Department of Molecular Cell Biology, Max Planck Institute of Biochemistry, 82152 Martinsried, Germany.
Proc Natl Acad Sci U S A. 2010 Jun 22;107(25):11370-5. doi: 10.1073/pnas.1004248107. Epub 2010 Jun 3.
Meiosis generates four haploid daughters from a diploid parental cell. Central steps of meiosis are the pairing and recombination of homologous chromosomes followed by their segregation in two rounds of cell division. Meiotic recombination is monitored by a specialized DNA damage checkpoint pathway and is guided by a unique chromosomal structure called synaptonemal complex (SC), but how these events are coordinated is unclear. Here, we identify the SC protein Red1 as a crucial regulator of early meiosis. Red1 interacts with two subunits of the 9-1-1 checkpoint complex via two distinct 9-1-1 subunit-specific motifs. Association of 9-1-1 with Red1 is essential not only for meiotic checkpoint activation but for SC formation. Moreover, Red1 becomes SUMO-modified, which fosters interaction of Red1 with the central SC element Zip1, thereby securing timely SC formation. Thus, Red1, in addition to its structural role in the SC, is a crucial coordinator of meiosis by coupling checkpoint signaling to SC formation.

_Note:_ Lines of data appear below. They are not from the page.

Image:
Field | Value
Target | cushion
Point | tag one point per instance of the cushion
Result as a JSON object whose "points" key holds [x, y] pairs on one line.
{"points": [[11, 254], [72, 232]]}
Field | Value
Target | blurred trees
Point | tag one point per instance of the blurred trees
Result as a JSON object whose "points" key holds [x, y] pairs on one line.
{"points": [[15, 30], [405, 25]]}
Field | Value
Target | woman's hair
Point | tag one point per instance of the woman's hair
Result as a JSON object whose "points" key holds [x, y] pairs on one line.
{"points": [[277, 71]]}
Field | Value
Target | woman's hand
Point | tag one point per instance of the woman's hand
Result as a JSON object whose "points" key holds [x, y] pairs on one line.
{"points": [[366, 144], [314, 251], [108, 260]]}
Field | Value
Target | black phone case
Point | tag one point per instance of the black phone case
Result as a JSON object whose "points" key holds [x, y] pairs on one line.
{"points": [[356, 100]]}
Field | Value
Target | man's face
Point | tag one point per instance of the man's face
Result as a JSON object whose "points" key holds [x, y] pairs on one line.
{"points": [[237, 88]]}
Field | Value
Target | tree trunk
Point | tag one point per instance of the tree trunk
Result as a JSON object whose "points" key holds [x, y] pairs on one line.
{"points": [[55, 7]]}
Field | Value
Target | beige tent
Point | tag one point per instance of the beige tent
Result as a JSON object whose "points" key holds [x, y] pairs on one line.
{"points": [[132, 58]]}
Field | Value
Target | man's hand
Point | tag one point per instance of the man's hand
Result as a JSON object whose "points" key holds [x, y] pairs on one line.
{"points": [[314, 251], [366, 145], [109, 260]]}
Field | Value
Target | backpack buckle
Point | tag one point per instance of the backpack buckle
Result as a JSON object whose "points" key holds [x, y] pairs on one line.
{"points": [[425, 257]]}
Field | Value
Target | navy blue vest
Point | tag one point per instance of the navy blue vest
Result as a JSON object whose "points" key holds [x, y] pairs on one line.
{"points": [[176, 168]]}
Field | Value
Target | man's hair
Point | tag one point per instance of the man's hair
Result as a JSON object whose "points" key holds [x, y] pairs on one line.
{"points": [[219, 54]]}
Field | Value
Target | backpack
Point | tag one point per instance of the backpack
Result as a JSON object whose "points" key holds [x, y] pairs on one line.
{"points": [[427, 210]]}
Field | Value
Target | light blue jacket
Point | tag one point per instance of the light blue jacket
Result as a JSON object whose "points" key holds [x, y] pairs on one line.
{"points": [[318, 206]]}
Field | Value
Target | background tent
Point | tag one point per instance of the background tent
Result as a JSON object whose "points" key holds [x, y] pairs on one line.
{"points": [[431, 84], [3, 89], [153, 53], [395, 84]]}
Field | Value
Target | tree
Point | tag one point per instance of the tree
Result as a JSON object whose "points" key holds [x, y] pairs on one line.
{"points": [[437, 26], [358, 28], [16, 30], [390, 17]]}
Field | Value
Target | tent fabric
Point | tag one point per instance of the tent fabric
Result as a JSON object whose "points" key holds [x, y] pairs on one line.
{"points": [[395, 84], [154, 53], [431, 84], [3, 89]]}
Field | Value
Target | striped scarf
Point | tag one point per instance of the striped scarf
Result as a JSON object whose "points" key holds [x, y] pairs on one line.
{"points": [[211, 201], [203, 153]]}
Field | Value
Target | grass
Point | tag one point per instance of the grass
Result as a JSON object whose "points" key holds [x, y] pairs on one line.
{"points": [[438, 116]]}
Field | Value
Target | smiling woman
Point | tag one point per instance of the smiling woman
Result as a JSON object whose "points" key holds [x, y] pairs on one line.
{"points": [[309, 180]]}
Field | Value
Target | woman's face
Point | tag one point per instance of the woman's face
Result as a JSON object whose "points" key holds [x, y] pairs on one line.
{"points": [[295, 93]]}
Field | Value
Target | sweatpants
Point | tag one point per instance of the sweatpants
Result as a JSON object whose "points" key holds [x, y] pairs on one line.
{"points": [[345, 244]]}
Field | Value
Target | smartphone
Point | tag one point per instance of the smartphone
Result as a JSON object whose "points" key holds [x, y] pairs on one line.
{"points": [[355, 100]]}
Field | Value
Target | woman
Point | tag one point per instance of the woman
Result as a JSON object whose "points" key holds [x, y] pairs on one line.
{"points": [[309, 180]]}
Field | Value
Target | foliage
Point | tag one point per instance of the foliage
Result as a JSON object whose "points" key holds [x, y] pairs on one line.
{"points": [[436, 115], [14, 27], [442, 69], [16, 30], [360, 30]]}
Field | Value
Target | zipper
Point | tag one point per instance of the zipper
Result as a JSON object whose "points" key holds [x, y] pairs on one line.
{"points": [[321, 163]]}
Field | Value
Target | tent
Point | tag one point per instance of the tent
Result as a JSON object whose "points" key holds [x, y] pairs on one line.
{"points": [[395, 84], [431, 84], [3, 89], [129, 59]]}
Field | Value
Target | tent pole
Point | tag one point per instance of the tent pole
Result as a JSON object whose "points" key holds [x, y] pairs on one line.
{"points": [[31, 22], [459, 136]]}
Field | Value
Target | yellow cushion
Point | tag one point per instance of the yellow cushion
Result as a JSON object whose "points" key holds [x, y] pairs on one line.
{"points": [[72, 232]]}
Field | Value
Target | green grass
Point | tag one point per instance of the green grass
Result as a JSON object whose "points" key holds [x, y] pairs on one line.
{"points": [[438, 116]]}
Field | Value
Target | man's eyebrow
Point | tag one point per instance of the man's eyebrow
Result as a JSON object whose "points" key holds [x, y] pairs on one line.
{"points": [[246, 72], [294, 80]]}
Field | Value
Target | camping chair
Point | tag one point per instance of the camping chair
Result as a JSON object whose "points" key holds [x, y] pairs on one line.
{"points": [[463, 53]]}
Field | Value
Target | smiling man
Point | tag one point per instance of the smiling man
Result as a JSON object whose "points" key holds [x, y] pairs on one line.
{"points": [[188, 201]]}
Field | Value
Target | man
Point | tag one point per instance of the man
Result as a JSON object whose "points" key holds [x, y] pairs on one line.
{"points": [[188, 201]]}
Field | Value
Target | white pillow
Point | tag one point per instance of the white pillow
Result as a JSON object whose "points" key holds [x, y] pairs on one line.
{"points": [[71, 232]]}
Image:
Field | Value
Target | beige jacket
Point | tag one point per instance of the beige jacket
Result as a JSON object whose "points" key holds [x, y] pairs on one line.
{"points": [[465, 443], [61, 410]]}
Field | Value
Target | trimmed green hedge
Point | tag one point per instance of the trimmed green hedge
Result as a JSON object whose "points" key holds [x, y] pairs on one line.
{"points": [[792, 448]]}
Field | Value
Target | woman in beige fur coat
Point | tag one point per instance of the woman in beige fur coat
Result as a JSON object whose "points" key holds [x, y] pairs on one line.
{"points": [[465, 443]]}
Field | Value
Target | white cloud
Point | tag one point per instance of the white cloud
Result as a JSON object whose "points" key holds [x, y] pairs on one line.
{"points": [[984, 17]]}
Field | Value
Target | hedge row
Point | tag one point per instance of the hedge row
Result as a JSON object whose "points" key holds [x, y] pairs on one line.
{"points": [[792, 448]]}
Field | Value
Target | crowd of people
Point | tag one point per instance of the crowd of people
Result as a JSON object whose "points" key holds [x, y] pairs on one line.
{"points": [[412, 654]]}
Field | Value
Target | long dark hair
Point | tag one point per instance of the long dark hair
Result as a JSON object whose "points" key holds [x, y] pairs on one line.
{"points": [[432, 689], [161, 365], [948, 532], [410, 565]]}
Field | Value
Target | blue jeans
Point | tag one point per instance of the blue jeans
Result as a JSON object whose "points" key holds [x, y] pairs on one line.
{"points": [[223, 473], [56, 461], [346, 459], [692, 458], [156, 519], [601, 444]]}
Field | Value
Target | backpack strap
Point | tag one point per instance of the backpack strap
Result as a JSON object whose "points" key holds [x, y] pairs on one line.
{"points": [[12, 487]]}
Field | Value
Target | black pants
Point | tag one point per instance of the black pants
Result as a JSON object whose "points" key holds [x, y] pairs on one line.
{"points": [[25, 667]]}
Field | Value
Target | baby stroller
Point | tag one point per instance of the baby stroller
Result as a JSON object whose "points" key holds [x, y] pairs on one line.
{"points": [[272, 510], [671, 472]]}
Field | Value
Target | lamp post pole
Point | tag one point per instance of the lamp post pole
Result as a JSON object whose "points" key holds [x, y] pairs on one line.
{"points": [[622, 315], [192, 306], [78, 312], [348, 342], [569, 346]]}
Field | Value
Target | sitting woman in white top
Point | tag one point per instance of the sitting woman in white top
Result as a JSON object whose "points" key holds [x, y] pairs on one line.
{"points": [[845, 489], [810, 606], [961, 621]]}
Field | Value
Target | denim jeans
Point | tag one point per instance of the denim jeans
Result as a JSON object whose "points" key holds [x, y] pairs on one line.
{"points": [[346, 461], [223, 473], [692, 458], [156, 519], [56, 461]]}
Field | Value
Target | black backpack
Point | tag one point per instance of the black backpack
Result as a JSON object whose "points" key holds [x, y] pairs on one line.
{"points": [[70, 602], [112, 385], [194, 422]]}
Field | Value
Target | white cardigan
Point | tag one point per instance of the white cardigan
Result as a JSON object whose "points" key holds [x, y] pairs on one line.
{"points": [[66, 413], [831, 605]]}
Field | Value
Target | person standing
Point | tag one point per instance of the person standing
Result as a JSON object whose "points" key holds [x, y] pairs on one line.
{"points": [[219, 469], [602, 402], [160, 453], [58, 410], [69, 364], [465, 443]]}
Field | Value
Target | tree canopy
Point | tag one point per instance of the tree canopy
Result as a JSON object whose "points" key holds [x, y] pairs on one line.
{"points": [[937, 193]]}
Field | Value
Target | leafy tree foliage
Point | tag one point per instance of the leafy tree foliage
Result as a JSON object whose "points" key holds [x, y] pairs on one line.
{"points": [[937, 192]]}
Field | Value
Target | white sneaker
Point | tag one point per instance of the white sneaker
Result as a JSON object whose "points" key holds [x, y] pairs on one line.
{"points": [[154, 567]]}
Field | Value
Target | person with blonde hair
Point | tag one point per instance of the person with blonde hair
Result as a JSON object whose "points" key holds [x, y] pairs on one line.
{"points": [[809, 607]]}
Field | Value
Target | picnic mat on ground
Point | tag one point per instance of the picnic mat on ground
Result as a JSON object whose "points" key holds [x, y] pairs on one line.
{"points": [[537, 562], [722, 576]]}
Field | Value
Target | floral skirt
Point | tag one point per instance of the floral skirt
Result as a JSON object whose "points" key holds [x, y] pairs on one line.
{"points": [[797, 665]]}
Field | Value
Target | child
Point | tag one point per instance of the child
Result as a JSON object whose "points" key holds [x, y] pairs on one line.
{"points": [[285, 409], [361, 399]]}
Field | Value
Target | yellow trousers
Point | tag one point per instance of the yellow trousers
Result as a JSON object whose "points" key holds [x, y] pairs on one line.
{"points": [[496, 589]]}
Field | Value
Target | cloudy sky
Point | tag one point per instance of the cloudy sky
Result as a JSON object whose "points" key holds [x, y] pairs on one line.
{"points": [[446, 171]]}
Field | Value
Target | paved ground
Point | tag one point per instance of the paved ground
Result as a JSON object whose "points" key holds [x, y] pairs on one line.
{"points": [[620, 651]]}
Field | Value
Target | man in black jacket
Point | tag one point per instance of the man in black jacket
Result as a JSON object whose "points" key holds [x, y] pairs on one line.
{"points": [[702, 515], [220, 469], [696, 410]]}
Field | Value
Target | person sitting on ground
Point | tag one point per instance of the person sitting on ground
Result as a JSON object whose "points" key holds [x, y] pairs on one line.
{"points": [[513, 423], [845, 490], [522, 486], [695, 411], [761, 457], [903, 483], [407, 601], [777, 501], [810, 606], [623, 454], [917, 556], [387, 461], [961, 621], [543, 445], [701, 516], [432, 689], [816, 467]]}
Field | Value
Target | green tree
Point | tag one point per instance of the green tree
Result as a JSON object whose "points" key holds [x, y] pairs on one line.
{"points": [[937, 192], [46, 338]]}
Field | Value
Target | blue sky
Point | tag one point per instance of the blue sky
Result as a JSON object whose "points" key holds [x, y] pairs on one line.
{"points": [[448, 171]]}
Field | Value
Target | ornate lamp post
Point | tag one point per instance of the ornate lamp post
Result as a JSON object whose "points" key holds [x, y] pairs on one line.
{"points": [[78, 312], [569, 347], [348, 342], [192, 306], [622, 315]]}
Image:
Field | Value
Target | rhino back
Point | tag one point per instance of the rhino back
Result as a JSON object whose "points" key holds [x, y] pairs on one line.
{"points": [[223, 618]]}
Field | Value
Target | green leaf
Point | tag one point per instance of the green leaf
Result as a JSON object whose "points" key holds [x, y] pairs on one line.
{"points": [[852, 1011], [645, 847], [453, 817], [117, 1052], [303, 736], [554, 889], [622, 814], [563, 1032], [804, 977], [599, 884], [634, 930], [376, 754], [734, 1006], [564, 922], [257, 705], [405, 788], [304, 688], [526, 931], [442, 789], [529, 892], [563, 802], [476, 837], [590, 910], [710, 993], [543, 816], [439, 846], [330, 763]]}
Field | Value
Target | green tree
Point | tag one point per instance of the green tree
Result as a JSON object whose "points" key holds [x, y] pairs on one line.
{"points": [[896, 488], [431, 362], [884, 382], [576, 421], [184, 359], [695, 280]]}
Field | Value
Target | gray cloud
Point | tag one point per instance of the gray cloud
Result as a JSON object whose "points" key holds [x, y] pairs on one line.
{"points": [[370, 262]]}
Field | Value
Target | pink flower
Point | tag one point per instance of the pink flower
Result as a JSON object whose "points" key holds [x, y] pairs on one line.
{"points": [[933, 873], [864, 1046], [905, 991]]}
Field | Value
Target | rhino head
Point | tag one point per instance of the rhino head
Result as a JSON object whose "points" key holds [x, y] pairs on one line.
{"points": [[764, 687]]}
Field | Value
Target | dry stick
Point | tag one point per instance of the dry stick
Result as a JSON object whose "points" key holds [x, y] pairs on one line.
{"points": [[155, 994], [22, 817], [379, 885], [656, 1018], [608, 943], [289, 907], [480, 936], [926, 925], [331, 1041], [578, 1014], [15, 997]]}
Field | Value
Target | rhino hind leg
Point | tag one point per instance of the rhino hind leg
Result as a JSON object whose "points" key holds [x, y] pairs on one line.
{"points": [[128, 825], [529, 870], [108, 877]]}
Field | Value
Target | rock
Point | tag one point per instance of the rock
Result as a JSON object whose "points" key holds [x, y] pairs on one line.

减数分裂从二倍体亲本细胞产生四个单倍体的女儿细胞。减数分裂的中心步骤是同源染色体的配对和重组,随后在两轮细胞分裂中进行分离。减数分裂重组由专门的 DNA 损伤检查点途径监测,并由称为联会复合体 (SC) 的独特染色体结构指导,但这些事件如何协调尚不清楚。在这里,我们确定 SC 蛋白 Red1 是早期减数分裂的关键调节因子。Red1 通过两个独特的 9-1-1 亚基特异性基序与 9-1-1 检查点复合物的两个亚基相互作用。9-1-1 与 Red1 的结合对于减数分裂检查点的激活以及 SC 的形成都是必不可少的。此外,Red1 被 SUMO 修饰,这促进了 Red1 与中央 SC 元件 Zip1 的相互作用,从而确保了 SC 的及时形成。因此,Red1 除了在 SC 中具有结构作用外,还是通过将检查点信号与 SC 形成偶联来协调减数分裂的关键调节因子。